A vida nunca teve muito sentido para Catarina, vivia seus dias sobrevivendo a cada um deles como se fossem os últimos, cuidava dos filhos que com o tempo aprendeu a amar, e talvez isto tenha ajudado a não desistir de tudo. Nem quando o marido faleceu há dez anos pôde se sentir livre. Mas hoje ela estava decidida a mudar tudo isso, não haveria mais segredos nem barreiras para calar seu coração.
Ela a amava e ponto final, e não a odiava por não ser amada também, ao contrário, lembrava com ternura profunda os seus momentos com Algenita, de quando o irmão foi viajar e ficaram juntas por uma semana. Nada podia ser melhor que isso.
Foi naquela semana que tudo aconteceu dentro dela, foi quando descobriu o que lhe dava sentido e quem dava sentido para sua vida. Mas também teve que suportar a rejeição, e chorou. Com o tempo e as visitas, Algenita foi se afastando cada vez mais até que não havia como dividir o mesmo espaço e a sua vida com a amiga. A cada visita ela se retirava para seu quarto de maneira a não dar motivos para a desconfiança do irmão e do resto da família.
As duas sabiam o que naquela época significava amar alguém do mesmo sexo.
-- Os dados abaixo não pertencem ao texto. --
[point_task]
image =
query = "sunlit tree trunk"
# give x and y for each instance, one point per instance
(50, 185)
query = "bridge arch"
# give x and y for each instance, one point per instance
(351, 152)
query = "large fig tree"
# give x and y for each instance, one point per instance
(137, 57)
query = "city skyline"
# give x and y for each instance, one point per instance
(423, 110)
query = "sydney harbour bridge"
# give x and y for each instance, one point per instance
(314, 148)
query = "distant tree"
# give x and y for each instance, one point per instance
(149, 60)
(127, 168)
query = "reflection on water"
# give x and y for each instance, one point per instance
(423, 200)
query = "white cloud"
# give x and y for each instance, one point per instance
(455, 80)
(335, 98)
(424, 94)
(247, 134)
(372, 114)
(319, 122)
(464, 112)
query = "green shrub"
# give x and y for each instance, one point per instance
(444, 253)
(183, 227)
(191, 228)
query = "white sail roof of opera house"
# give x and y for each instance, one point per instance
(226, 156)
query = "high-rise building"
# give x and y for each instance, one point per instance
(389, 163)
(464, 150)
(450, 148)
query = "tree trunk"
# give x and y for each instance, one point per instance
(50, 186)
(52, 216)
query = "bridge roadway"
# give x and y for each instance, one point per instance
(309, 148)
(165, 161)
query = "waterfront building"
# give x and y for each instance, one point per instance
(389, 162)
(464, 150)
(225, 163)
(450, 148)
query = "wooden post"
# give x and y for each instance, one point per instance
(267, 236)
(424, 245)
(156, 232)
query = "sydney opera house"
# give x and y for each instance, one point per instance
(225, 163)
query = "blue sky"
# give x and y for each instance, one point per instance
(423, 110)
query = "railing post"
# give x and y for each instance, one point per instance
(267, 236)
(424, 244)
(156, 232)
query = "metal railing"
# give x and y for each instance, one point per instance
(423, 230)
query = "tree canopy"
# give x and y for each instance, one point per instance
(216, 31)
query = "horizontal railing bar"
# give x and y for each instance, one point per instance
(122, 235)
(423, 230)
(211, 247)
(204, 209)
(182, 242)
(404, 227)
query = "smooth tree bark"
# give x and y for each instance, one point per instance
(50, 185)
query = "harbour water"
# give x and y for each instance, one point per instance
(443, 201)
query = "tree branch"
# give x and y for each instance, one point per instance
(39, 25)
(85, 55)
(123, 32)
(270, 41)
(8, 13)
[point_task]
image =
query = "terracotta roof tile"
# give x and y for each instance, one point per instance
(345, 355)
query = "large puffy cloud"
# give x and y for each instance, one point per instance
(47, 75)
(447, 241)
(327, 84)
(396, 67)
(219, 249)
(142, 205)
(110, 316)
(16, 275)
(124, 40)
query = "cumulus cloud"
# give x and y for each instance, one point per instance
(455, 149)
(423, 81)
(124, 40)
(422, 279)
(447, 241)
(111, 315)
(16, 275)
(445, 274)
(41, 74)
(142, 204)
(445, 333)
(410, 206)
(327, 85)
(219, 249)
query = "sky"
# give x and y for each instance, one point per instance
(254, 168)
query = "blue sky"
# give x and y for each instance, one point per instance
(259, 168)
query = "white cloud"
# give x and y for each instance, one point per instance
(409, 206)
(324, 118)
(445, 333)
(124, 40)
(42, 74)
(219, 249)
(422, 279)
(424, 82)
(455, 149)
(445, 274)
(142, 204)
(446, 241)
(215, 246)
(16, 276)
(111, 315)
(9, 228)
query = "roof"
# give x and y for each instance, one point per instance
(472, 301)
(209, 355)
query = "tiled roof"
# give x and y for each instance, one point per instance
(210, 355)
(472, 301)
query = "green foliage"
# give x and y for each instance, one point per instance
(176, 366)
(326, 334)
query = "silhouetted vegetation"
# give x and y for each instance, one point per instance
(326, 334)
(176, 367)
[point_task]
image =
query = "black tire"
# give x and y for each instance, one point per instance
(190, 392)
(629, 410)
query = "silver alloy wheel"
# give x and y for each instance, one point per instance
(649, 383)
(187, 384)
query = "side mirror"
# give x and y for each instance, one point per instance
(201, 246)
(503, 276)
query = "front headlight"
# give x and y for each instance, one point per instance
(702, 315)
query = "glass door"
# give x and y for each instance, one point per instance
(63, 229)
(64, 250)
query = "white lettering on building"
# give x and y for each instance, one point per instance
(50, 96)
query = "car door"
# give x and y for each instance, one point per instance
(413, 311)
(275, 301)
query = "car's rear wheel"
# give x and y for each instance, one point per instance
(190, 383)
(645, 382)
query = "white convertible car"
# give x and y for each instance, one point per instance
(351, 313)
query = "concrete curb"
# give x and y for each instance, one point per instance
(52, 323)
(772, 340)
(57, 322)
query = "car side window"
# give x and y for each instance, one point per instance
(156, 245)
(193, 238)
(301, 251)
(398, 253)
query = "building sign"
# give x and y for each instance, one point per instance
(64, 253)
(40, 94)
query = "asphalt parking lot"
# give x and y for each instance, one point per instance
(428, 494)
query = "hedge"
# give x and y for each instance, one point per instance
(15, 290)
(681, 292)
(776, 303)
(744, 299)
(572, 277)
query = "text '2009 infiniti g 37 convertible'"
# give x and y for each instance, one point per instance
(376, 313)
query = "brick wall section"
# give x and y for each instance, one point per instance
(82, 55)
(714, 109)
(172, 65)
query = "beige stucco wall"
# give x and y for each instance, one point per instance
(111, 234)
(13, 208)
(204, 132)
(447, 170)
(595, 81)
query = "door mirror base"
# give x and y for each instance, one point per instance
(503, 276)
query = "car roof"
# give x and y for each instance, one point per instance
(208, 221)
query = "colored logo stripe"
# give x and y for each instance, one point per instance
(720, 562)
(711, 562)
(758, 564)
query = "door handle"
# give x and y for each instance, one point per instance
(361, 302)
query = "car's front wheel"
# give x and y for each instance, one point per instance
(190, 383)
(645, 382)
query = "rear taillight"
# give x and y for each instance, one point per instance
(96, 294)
Para Catarina aquilo a esmagava e a consumia profundamente, para Algenita aquele amor nunca seria possível por conta de sua orientação sexual.
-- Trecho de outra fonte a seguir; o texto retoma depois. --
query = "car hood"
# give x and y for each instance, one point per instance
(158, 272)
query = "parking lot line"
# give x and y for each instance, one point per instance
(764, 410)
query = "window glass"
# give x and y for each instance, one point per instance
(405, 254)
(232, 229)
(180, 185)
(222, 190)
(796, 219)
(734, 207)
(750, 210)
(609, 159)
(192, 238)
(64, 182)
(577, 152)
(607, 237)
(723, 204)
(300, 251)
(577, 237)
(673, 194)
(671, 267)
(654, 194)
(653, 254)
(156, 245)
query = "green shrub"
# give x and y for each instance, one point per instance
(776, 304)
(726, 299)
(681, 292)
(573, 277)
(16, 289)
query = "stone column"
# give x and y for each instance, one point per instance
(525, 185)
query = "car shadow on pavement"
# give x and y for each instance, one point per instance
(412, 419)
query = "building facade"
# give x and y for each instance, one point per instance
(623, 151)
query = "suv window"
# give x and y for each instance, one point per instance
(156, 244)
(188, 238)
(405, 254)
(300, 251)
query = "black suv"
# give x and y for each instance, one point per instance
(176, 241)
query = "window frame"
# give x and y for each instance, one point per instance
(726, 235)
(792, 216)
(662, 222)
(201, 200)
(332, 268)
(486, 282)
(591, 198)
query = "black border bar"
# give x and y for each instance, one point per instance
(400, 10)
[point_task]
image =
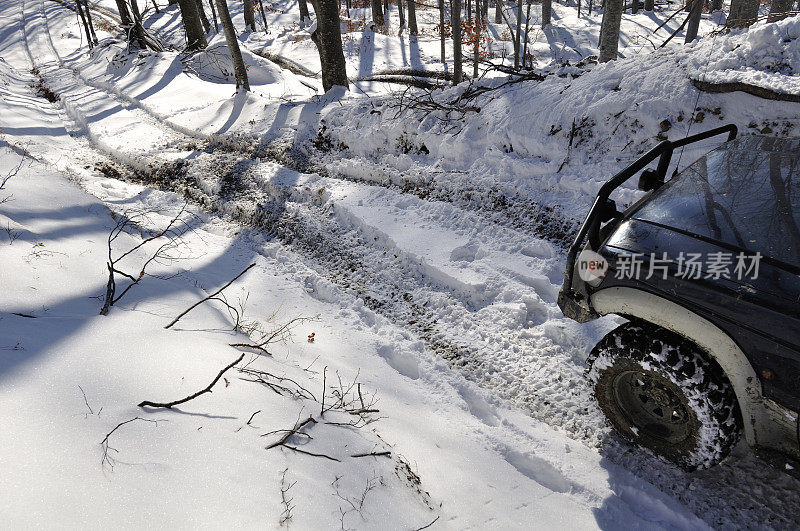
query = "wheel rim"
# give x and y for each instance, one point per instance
(652, 405)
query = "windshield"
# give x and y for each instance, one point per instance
(745, 194)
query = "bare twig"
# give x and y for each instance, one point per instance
(195, 395)
(252, 416)
(213, 295)
(297, 427)
(91, 411)
(104, 444)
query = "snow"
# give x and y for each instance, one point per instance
(430, 276)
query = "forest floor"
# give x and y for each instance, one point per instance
(407, 256)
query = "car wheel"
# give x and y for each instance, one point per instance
(659, 390)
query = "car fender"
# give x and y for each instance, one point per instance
(758, 420)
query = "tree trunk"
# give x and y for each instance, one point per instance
(694, 20)
(517, 40)
(609, 32)
(441, 30)
(305, 16)
(547, 12)
(455, 22)
(412, 18)
(779, 10)
(89, 20)
(743, 13)
(328, 38)
(138, 29)
(377, 12)
(195, 37)
(476, 52)
(233, 45)
(249, 15)
(263, 15)
(203, 17)
(527, 28)
(85, 24)
(214, 13)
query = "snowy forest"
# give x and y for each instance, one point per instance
(301, 264)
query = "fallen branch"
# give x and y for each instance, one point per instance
(753, 90)
(297, 427)
(198, 303)
(168, 405)
(373, 454)
(105, 445)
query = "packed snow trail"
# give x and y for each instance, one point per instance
(483, 300)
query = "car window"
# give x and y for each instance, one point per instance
(746, 194)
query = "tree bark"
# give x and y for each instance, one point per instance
(743, 13)
(305, 16)
(249, 15)
(518, 38)
(547, 12)
(233, 45)
(455, 21)
(195, 36)
(328, 38)
(214, 13)
(89, 21)
(412, 18)
(779, 9)
(263, 15)
(138, 29)
(377, 13)
(203, 17)
(441, 31)
(85, 24)
(694, 20)
(609, 32)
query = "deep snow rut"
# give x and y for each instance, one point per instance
(483, 313)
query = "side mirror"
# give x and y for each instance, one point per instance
(650, 180)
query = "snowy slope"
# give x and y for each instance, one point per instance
(434, 276)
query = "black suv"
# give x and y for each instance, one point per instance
(706, 267)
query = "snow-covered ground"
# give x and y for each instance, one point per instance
(426, 250)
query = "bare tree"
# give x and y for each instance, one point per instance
(203, 17)
(377, 13)
(694, 20)
(743, 13)
(518, 38)
(233, 46)
(547, 12)
(455, 21)
(328, 38)
(609, 32)
(195, 36)
(412, 17)
(441, 32)
(249, 15)
(305, 16)
(779, 10)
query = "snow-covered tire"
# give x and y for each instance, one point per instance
(661, 391)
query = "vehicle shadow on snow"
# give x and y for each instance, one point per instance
(743, 492)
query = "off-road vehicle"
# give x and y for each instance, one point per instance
(706, 268)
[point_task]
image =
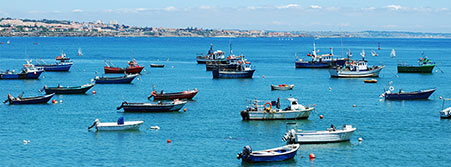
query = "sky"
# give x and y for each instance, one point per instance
(277, 15)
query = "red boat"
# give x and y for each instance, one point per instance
(188, 94)
(133, 68)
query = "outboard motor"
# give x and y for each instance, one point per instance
(247, 150)
(290, 136)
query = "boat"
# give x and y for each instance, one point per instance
(68, 89)
(401, 95)
(116, 126)
(62, 56)
(133, 68)
(370, 81)
(63, 65)
(127, 78)
(244, 70)
(445, 113)
(282, 87)
(79, 53)
(330, 135)
(175, 105)
(29, 71)
(188, 94)
(270, 155)
(320, 61)
(425, 65)
(212, 56)
(157, 65)
(28, 100)
(267, 112)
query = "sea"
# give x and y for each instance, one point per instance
(211, 131)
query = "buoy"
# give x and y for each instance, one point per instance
(312, 156)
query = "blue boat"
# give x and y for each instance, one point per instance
(127, 78)
(242, 71)
(401, 95)
(271, 155)
(29, 72)
(29, 100)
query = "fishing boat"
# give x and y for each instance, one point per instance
(120, 125)
(212, 56)
(282, 87)
(175, 105)
(157, 65)
(425, 65)
(267, 112)
(68, 89)
(270, 155)
(188, 94)
(445, 113)
(63, 65)
(370, 81)
(28, 100)
(79, 53)
(132, 68)
(320, 61)
(401, 95)
(330, 135)
(356, 69)
(127, 78)
(29, 71)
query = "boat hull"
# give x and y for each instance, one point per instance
(28, 75)
(130, 70)
(409, 95)
(415, 69)
(233, 74)
(337, 73)
(32, 100)
(113, 126)
(68, 90)
(55, 67)
(278, 115)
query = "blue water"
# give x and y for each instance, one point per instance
(211, 132)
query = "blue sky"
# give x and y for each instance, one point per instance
(284, 15)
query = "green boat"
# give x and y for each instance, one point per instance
(425, 65)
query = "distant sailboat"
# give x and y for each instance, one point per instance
(373, 53)
(79, 52)
(393, 53)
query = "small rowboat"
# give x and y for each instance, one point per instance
(29, 100)
(116, 126)
(127, 78)
(328, 136)
(370, 81)
(271, 155)
(282, 87)
(188, 94)
(176, 105)
(401, 95)
(157, 65)
(68, 89)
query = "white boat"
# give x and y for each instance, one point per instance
(116, 126)
(328, 136)
(445, 113)
(267, 112)
(282, 87)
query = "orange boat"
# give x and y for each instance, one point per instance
(133, 68)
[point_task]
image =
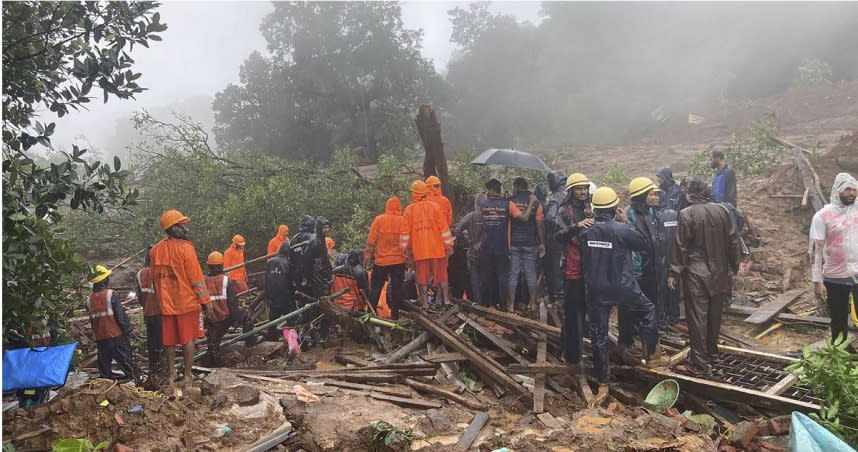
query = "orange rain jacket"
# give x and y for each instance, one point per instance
(443, 202)
(274, 243)
(180, 287)
(385, 235)
(234, 255)
(427, 236)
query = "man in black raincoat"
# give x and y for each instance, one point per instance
(606, 249)
(280, 287)
(704, 256)
(671, 196)
(552, 266)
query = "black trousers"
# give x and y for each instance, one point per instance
(119, 349)
(627, 321)
(574, 322)
(494, 276)
(703, 315)
(838, 307)
(381, 274)
(214, 334)
(154, 343)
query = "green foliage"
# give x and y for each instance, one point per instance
(77, 445)
(385, 437)
(812, 72)
(749, 153)
(832, 372)
(54, 53)
(615, 175)
(341, 75)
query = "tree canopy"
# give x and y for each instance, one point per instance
(341, 75)
(54, 53)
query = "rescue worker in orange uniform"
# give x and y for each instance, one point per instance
(151, 315)
(232, 256)
(435, 195)
(384, 254)
(427, 241)
(282, 236)
(110, 325)
(223, 307)
(180, 289)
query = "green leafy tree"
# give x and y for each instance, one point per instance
(342, 75)
(54, 54)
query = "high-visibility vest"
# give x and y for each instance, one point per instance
(147, 292)
(218, 310)
(101, 315)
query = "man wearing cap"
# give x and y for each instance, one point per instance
(496, 212)
(180, 289)
(433, 184)
(606, 255)
(526, 243)
(110, 326)
(427, 241)
(573, 217)
(232, 256)
(705, 250)
(834, 253)
(223, 308)
(644, 197)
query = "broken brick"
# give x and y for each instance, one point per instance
(771, 447)
(743, 433)
(779, 425)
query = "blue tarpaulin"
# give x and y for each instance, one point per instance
(40, 367)
(805, 435)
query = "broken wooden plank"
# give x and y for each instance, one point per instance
(486, 364)
(406, 402)
(780, 387)
(461, 400)
(493, 338)
(470, 434)
(399, 391)
(773, 308)
(549, 421)
(511, 319)
(538, 368)
(541, 350)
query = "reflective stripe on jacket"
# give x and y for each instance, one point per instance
(101, 314)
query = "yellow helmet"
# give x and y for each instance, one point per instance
(575, 180)
(100, 272)
(605, 198)
(640, 185)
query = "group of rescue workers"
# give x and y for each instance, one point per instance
(673, 241)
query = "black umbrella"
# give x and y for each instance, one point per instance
(510, 158)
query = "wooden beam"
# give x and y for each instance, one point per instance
(774, 307)
(510, 319)
(406, 402)
(470, 434)
(475, 356)
(541, 351)
(461, 400)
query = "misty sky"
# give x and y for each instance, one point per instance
(204, 46)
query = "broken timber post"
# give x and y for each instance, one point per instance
(484, 363)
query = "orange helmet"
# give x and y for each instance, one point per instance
(419, 187)
(433, 181)
(215, 258)
(172, 217)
Catarina sabia, e por saber se consumia a cada dia de sua vida.
Mas, o tempo que guardava aquele segredo morreu no momento em que Algenita se foi, não havia mais motivo para guardar o que precisava ser exposto. Catarina enfim se libertaria de toda dor e solidão que a acompanhou durante sua vida até aquele momento.
E tudo se dissipou. A dor, o medo, a vergonha, só restou a força que ela guardou todo esse tempo e que nem sabia que tinha. Essa força vinha do coração, da boca e do estômago que antes ardia, mas agora ela vibrava inteira.
Júlio agachou-se diante dela choroso à espera de seu conforto e para confortá-la também. Um abraço apertado dissipou toda a distância que os separava e juntou o tempo naquele último segundo sussurrado em seu ouvido. Ele se levantou rapidamente e afastou-se, em seu rosto espanto, dúvida, ceticismo. Júlio elevou seu olhar sobre Catarina enquanto ela o encarava, em seus olhos um pedido de perdão sem necessidade, nas mãos a incerteza de que podia jurar inocência, o estômago contraiu-se, a boca apertou-se para não deixar o coração fugir, aquele não era o momento. Não havia mais segredo para os dois, nem para a família quando Catarina revelou para todos os presentes ali seu verdadeiro amor. E todos se puseram a falar e gesticular, e de repente tudo fazia sentido. Júlio e Catarina amavam a mesma pessoa. E que pessoa era essa que se fazia amar tão intensamente assim? Para os dois agora o que mais importava era o sentimento que sobreviveu a tudo.
Por todos aqueles anos, tudo que parecia não fazer sentido algum, agora estava claro. Aos que lá estavam e escutaram a história, o que aconteceu foi fruto de uma época esquecida e que não há de voltar. Novos tempos virão, novas histórias serão contadas, umas felizes outras tristes, o que importa no final é o amor que sobrevive.
Por um breve momento imperceptível, Júlio sorriu ao olhar Algenita em seu sono eterno, agachou-se novamente, encostou a cabeça no peito de sua irmã e ambos ficaram assim por um longo tempo num abraço apertado.